Sometimes, I really miss being a journalist.
My former profession was difficult. It was grinding. It sometimes felt abusive. I’m a pretty positive person but honestly, after 19 years of working on stories about crime, drugs, death, families in crisis, and dealing with all the viewers (or trolls, depending on your perspective) who came with the advent of social media to comment on our stories, I was feeling pretty beat up. My mental health was one of the reasons I left journalism to work in a library.
But I also kind of miss the work. There is a great joy and satisfaction that comes from telling stories about people who otherwise wouldn’t have a voice. To do it well and honestly is a reward and a privilege.
Lucky for me, marketers have realized the power of storytelling. The embrace of content marketing in library marketing departments means that we are using well-crafted stories about our customers, employees, and organizations to spread our message, educate cardholders, fight for more funding, and impact our communities. Which is why I was excited to attend a session led by Michelle Park Lazette at Content Marketing World. She works as a writer at the Federal Reserve Bank of Cleveland. If anyone can sympathize with the bureaucracy, technical language, and sensitive subjects that a library content marketer will need to write about, it’s someone who works in another government agency!
Michelle gave a bunch of tips for writing pieces that will really get the attention of your cardholders. Her approach centers on the journalist mindset–find the stories, tell the stories, explain the stories in a language your cardholder will understand, peak your cardholders emotions. Here are the top six lessons I learned in Michelle’s session. I’ve written a bunch of articles since attending her session, including a cover story for our quarterly magazine, and my writing has already improved. (Thanks, Michelle!)
Use the chicken test with every possible story. Ask yourself: Does my audience care about the chickens? Can my audience see themselves as the chickens? Are the chickens crossing the road now or are they about to? Does anyone care if they did it five years ago? Why and to whom does it matter that chickens are crossing the road?

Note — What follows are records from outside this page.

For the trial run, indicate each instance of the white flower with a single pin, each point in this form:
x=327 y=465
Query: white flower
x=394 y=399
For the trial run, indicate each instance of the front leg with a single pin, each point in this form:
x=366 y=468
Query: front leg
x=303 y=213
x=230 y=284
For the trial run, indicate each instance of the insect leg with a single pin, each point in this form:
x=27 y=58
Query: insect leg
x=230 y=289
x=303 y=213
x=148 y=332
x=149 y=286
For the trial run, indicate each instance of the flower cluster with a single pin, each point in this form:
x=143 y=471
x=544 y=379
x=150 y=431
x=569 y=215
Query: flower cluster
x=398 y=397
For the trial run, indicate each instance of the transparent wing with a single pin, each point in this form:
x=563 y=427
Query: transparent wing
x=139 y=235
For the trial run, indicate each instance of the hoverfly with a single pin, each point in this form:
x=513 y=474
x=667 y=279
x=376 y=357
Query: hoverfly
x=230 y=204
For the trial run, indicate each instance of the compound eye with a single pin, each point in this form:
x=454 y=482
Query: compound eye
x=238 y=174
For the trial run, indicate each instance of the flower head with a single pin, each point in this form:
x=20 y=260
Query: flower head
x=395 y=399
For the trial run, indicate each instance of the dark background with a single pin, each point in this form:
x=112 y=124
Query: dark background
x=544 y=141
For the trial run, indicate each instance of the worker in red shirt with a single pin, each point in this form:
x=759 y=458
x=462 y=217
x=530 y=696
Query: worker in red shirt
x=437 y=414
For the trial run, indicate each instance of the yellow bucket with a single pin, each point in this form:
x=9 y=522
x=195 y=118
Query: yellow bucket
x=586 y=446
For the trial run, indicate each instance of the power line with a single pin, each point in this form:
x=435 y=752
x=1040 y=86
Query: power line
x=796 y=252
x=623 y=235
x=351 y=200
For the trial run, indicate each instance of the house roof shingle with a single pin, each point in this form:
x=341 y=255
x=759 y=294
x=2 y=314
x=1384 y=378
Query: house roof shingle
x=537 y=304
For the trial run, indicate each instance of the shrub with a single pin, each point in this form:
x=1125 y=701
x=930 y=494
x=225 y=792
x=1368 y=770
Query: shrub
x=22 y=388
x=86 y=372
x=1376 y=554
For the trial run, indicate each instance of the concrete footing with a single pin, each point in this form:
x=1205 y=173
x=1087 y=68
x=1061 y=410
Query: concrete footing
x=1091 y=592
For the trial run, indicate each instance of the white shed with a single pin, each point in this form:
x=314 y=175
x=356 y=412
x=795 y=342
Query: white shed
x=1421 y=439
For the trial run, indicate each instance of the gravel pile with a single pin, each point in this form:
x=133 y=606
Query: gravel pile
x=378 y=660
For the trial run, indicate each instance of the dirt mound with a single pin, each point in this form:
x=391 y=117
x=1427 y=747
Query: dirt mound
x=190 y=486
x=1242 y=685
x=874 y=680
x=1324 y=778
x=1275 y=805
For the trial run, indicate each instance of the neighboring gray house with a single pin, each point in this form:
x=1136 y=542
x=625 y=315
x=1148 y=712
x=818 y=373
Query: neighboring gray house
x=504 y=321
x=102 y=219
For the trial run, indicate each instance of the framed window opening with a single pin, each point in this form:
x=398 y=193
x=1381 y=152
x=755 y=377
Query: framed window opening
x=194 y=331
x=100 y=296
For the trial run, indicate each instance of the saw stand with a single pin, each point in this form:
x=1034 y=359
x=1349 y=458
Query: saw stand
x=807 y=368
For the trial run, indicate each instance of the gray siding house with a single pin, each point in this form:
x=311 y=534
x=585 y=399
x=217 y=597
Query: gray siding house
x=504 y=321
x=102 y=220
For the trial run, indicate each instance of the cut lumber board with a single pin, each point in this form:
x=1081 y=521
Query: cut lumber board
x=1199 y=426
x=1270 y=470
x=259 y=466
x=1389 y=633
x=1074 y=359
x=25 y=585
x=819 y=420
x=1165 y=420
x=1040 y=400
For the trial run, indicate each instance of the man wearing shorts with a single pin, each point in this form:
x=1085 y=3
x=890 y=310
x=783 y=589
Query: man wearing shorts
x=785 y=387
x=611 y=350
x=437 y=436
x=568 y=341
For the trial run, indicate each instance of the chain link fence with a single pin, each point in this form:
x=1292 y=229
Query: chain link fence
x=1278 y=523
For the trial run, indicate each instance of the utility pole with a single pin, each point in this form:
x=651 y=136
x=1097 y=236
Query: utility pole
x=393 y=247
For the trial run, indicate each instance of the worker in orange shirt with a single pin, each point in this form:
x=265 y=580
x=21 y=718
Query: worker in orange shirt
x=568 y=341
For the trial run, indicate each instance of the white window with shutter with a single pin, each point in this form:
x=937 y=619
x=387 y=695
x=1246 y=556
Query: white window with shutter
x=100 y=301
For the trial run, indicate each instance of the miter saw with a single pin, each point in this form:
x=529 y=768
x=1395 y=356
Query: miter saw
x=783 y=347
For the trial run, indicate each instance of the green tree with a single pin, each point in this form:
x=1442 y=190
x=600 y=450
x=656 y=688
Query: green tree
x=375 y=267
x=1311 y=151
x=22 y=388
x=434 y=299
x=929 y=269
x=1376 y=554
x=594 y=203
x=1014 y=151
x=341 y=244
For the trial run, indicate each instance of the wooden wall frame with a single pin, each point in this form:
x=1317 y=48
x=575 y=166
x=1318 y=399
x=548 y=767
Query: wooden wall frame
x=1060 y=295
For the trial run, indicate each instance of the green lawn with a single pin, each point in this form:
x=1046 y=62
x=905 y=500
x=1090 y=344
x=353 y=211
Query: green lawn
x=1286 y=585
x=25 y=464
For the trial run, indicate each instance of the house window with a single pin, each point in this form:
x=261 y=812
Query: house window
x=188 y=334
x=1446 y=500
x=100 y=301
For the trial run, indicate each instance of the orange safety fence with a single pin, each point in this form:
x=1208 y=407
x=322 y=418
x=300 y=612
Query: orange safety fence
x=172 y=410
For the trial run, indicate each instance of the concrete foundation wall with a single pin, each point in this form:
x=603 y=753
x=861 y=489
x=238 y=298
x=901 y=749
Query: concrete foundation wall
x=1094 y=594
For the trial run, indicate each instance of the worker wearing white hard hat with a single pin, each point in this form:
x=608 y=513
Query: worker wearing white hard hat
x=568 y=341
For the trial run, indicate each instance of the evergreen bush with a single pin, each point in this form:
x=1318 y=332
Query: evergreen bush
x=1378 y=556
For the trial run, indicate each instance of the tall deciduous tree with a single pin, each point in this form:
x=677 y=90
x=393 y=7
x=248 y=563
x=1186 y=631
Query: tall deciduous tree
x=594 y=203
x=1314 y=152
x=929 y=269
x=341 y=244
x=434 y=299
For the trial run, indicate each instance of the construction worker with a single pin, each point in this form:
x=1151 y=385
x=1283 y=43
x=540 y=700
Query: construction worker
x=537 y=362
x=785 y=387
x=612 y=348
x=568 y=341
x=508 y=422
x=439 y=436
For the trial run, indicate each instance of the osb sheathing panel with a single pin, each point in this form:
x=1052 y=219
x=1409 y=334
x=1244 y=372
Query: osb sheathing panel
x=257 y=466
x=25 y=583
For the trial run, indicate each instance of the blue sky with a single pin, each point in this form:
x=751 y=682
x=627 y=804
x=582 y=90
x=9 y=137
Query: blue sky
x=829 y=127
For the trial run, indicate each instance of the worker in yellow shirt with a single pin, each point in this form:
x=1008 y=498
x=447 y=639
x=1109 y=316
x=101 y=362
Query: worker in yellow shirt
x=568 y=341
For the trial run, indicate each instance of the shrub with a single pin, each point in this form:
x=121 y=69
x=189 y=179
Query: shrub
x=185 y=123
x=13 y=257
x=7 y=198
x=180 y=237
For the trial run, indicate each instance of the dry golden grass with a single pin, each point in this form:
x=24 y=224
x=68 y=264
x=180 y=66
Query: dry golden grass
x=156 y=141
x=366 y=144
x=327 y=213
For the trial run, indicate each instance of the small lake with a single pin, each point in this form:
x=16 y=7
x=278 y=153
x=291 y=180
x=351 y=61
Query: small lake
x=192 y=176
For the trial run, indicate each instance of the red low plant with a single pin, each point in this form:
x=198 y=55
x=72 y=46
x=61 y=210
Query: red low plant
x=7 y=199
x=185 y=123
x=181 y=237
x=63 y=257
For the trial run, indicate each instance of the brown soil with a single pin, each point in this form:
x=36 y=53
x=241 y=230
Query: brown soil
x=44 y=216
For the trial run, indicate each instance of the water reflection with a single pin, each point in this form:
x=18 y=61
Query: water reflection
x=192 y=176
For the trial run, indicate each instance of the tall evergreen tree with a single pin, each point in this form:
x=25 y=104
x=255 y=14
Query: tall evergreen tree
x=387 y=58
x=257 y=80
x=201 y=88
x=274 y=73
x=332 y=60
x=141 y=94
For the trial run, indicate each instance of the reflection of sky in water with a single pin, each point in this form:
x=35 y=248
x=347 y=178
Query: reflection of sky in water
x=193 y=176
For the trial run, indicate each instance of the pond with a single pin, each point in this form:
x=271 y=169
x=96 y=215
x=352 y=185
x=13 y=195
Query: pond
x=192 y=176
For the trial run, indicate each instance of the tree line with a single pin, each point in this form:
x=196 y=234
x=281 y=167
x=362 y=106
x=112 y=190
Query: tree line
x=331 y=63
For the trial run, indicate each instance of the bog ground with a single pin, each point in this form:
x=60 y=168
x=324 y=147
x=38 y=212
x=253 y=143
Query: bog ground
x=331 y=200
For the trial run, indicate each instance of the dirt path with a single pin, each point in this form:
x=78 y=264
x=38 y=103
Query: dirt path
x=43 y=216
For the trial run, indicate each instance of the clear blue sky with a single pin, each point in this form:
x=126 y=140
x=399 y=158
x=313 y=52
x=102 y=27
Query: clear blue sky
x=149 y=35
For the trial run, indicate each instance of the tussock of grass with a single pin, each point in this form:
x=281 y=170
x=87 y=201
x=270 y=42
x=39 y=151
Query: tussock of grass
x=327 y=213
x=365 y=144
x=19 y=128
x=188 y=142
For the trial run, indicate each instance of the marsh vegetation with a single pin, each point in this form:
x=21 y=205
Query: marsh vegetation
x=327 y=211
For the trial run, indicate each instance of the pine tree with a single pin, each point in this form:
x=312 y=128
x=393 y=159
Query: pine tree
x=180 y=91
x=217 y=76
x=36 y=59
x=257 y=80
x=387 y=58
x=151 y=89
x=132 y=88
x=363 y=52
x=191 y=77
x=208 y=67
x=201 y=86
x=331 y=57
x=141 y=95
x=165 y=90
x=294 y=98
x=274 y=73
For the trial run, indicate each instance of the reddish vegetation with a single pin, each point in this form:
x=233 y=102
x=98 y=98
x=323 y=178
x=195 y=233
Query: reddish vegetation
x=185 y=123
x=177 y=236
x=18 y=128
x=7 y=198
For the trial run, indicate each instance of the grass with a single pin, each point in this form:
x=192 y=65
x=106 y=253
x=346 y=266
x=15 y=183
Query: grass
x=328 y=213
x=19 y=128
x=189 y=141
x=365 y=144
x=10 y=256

Dig up fresh, differentiated ideas. Start with the truth your employees and cardholders witness and broaden the scope with industry context. Localize with your insights and experiences. If you are bucking the trend, go ahead and say it. Look at surveys for content ideas. Reveal the story behind the numbers. You must monitor your data to find stories. With events, help an audience that was there AND the audience that wasn’t there. Do pre-event Q&A’s. Changing customers tastes and budgets can be content ideas.
Start your piece with the powerful words. Michelle gave us an example in her own writing. She was putting together a piece on a customer of the Federal Reserve and shared her opening line: “If Lynn Tatum was staying in this depressing place, she was going to make it better.” Use details to take the reader along for the ride. Always ask follow-up questions.
Humble yourself before you subject matter experts. If you don’t know what a term means or how something works, ask. Regularly ask what the experts in the field-librarians, library directors, publishers, are seeing. What are cardholders struggling with? What are they, the experts, struggling with? What brings them joy? How do their jobs work? All of these questions can lead you to great stories which you can share with your cardholders.
Take it all in. When you write, set the scene. What does the place where you are doing the interview look like, smell like, sound like? Including these little details may seem completely unimportant, but it helps the reader experience more of the emotion with you. It makes them feel as if they were there!
Help the reader along. Try to convince your experts that jargon serves no one but them. Find new ways to explain things. (My biggest library marketing example: I never say “periodical” in my writing. They are magazines and newspapers.)
Finally, Michelle left us with one thought which I’ve printed out and taped to the wall of my office. If you are the 17th person to say or do something, are you delivering value? Deliver different and people will be so moved by your content that they’ll be compelled to share your content.